Archive for June, 2013

Mt. Hood Climb 20-May-2013

Photos from my first Mazamas climb, Mount Hood.

 

I top out on the summit plateau.

I top out on the summit plateau.

 

Gear for a Mount Hood climb

Gear for a Mount Hood climb

 

Clothing for a climb

Clothing for a climb

 

Footwear - I'm the first one in the family to get fancy Italian leather boots :) , and crampons

Footwear – I’m the first one in the family to get fancy Italian leather boots 🙂 , and crampons

 

Mazamas BCEP

When I started to get into better shape a couple of years ago, I first started walking a bit, which turned into Saturday morning short hikes on the paved and unpaved trails near home. I guess to encourage this behavior, Beth bought me a book, Oregon Hiking: The Complete Guide to More Than 490 Hikes (Moon Outdoors).

That’s when it started.

I tried some of the hikes listed in the book, and found I really liked hiking uphill:  one can get a good workout, without pounding your knees the way running sometimes can.  Plus, the views are often very nice.  I did Saddle Mountain in the Coast Range, and the Kings Mountain and Elk Mountain trails near home became my default Saturday workout options.  Then I came upon the chapter that revealed that Oregon’s 3rd-highest mountain, South Sister, just required hiking to reach its summit; I did that hike in August 2012.

Eventually I got the chapter on Southern Oregon peaks, and a fascinating description of Mount Thielsen:

Mount Thielsen’s peak, a towering 9,182 feet in the sky, has earned the nickname “Lightning Rod of the Cascades” for no uncertain reason.  What was once an 11,00-foot-high volcano has been whittled down by glaciers to its single lava plug, an andesite core left after 100,000 years.  What you’ll find on the peak are the lightning-melted spots of fulgurite, a re-crystalized glassy rock that pocks the summit boulders.

Thielsen is no climb for the weak-hearted.  It demands endurance, stamina, sureness of hands, and outright skill…

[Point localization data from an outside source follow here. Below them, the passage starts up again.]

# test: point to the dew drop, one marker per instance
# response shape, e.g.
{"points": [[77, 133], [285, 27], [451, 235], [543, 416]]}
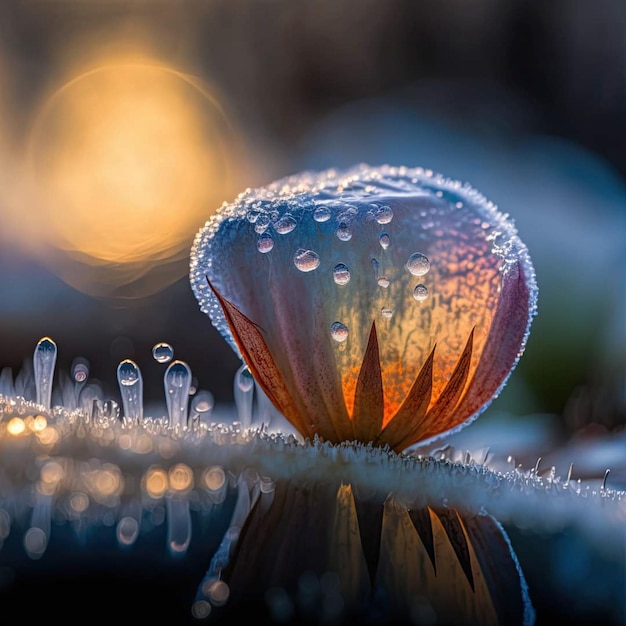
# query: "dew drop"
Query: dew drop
{"points": [[245, 381], [44, 360], [162, 352], [420, 292], [264, 243], [203, 402], [285, 224], [127, 531], [306, 260], [263, 221], [339, 332], [131, 389], [383, 214], [244, 395], [80, 369], [176, 382], [343, 232], [341, 274], [321, 214], [418, 264]]}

Cool.  Sounds like a great hike.  But then it went on to say:

…the final ascent is a dangerous technical climb that requires ropes and climbing partners to aid you.  Any ascent past the topmost ledge, a Class 4 rock climb, is done at you own risk  Only experienced climbers should attempt this final pitch.  …to attempt the summit, continue straight up the ridge 1.2 miles on a climber’s trail spiraling to the right around the eastern ledge at the base of the 80-foot peak.  The drop from this ledge to the east is thousands of feet, a dizzying view down to the deserts of Eastern Oregon.  Do not climb to the peak without rock climbing experience; rockfall and exposure makes this pitch dangerous.

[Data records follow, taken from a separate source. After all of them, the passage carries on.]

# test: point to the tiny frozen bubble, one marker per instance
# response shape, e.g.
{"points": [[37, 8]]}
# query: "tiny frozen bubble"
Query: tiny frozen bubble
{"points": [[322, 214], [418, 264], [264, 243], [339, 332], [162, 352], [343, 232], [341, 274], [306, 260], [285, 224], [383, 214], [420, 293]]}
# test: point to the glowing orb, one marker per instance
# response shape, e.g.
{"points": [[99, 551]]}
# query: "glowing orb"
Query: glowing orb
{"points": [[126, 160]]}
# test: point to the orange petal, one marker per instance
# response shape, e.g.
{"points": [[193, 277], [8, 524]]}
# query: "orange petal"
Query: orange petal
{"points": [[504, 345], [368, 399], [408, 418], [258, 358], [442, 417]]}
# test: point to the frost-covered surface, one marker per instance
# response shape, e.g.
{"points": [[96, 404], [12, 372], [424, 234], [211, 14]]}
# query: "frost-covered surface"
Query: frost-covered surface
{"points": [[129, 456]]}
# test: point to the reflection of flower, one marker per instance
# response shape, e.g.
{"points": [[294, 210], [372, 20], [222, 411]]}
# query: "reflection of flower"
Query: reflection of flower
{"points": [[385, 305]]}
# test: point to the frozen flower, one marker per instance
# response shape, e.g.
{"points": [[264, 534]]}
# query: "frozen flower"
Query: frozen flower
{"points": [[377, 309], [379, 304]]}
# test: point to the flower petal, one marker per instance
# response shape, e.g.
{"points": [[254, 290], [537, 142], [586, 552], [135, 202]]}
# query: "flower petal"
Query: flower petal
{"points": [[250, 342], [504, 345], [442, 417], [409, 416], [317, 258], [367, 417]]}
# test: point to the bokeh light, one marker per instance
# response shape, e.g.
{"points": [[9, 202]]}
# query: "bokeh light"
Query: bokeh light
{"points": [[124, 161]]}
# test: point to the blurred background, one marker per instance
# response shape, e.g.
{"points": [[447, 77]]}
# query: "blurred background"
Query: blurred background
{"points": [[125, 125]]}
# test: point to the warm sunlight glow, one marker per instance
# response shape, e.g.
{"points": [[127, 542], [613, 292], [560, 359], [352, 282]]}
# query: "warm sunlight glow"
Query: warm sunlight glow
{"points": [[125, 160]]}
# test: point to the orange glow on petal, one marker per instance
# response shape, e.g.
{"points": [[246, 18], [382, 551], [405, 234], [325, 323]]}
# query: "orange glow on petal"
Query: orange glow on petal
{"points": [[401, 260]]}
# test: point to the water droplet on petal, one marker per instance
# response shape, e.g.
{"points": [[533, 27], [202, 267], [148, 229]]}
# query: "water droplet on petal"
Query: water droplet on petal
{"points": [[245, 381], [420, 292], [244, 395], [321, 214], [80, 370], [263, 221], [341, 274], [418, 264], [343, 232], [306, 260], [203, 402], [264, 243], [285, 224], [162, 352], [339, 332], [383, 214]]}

Hmmm.  What’s the point of going almost all the way to the top, and then being unable to do the final 80 feet?  I guess I needed to get some “rock climbing experience” before doing much more of this uphill hiking stuff.  We have some friends who are members of The Mazamas, a Portland-area mountaineering club founded in 1894.  Every spring they offer a Basic Climbing Education Program (BCEP), a six-week introductory course to climbing.  It consists of Tuesday evening lectures, and field sessions on the weekend (often both Saturday and Sunday).  I applied this year an was accepted.  Our team, Team 12, consisted of 9 students, 2 volunteer instructors, and 9 assistants.  Here are some pictures taken during the course.